Comment: This is a highly relevant study, as it addresses spatial and temporal forest disturbances in continental Europe in response to the extreme drought in 2018. The authors draw some important conclusions of the 2018 drought being a lasting trigger of changes in forest disturbances across Europe. While I find this finding very fascinating and relevant, I would wish that the authors could underpin it further. Particularly, the link of low soil moisture/high VPD in 2018 being a main driver of forest disturbances in 2019/2020 should be made clearer. I am convinced that this will increase the relevance of this letter and make it attractive for a large scientific community.

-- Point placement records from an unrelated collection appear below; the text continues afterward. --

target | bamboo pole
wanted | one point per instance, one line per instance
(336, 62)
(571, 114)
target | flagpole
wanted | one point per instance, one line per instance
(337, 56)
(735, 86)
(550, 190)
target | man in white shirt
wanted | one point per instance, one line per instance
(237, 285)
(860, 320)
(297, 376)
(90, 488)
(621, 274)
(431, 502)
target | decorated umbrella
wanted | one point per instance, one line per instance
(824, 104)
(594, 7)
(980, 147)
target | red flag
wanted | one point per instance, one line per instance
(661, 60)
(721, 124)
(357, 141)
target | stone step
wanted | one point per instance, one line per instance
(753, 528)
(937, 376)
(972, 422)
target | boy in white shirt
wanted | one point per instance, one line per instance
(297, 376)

Response: We thank the reviewer very much for the positive and thorough review, which helped to improve our study and manuscript.

Comment: Please define forest disturbance (in the context of your study). 

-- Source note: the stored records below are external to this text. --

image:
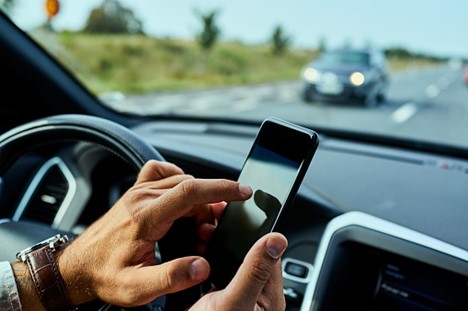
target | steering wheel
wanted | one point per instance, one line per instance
(114, 137)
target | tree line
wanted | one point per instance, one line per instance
(113, 18)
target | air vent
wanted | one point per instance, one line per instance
(46, 194)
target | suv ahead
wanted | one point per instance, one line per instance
(347, 75)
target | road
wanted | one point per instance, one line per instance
(430, 104)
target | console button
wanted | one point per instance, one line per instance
(296, 270)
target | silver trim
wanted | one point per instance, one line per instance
(294, 278)
(74, 201)
(377, 224)
(36, 182)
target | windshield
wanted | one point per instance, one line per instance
(247, 60)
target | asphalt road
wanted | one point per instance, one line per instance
(431, 104)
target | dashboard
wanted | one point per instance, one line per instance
(380, 227)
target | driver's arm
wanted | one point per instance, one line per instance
(114, 260)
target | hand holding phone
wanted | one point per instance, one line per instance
(274, 168)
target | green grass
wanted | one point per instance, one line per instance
(137, 63)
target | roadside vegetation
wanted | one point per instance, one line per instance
(112, 53)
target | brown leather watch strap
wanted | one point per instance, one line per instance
(47, 280)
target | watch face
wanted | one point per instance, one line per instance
(52, 242)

Response: We agree with the reviewer that a proper definition was missing. We revised the manuscript to include a proper definition of disturbances (L. 31: “[…], with forest disturbances here defined as any abrupt decline in the dominant forest canopy”) and disturbances regimes (L. 35: “[…] (i.e., the prevailing spatiotemporal patterns of disturbance) […]”).

Comment: Please clearly explain all the components that are considered as disturbance and what degree of forest cover loss is needed for a disturbance to be detected with your RS approach.

Response: We agree that more information is needed to fully explain our approach. We added more details on the mapping approach to the methods section (L. 162): “The map depicts any abrupt declines in the dominant forest canopy – regardless of its cause – that are detectable at a spatial grain of 30 m, including disturbances that only remove a part of the canopy within a pixel. It does, however, not detect any changes in sub-canopy tree layers.”.

Comment: Was disturbance severity assessed (as in Senf & Seidl 2021)? And if yes, should it not be included in the analysis?

Response: We did not assess disturbance severity as in Senf and Seidl 2021 as the focus of our analysis was on the total area disturbed, irrespectively of disturbance severity.

Response: We thank the reviewer for this question. Throughout the analysis, a pixel can only be disturbed once, that is a pixel disturbed in 2019 cannot be disturbed again in 2020. This is a limitation of the underlying remote sensing approach, but we argue that this only affects a relatively small proportion of the disturbance areas in Europe. In the initial publication (Senf and Seidl 2021), we estimated that approximately 10 % of the plots identified as disturbed in the manual interpretation of spectral trajectories were affected by > 1 disturbances (that is less than 2 % of Europe’s forested area). From those ‘double-disturbances’, a large proportion relates to management interventions before a natural disturbance (i.e., thinning, removal of bark beetle-infested trees before salvage logging the whole stand) and might thus appear as a longer-duration disturbance event that ultimately results in a single disturbance patch. We here count those longer-duration disturbances event only once in calculating the disturbance rate to not inflate disturbance rate calculations.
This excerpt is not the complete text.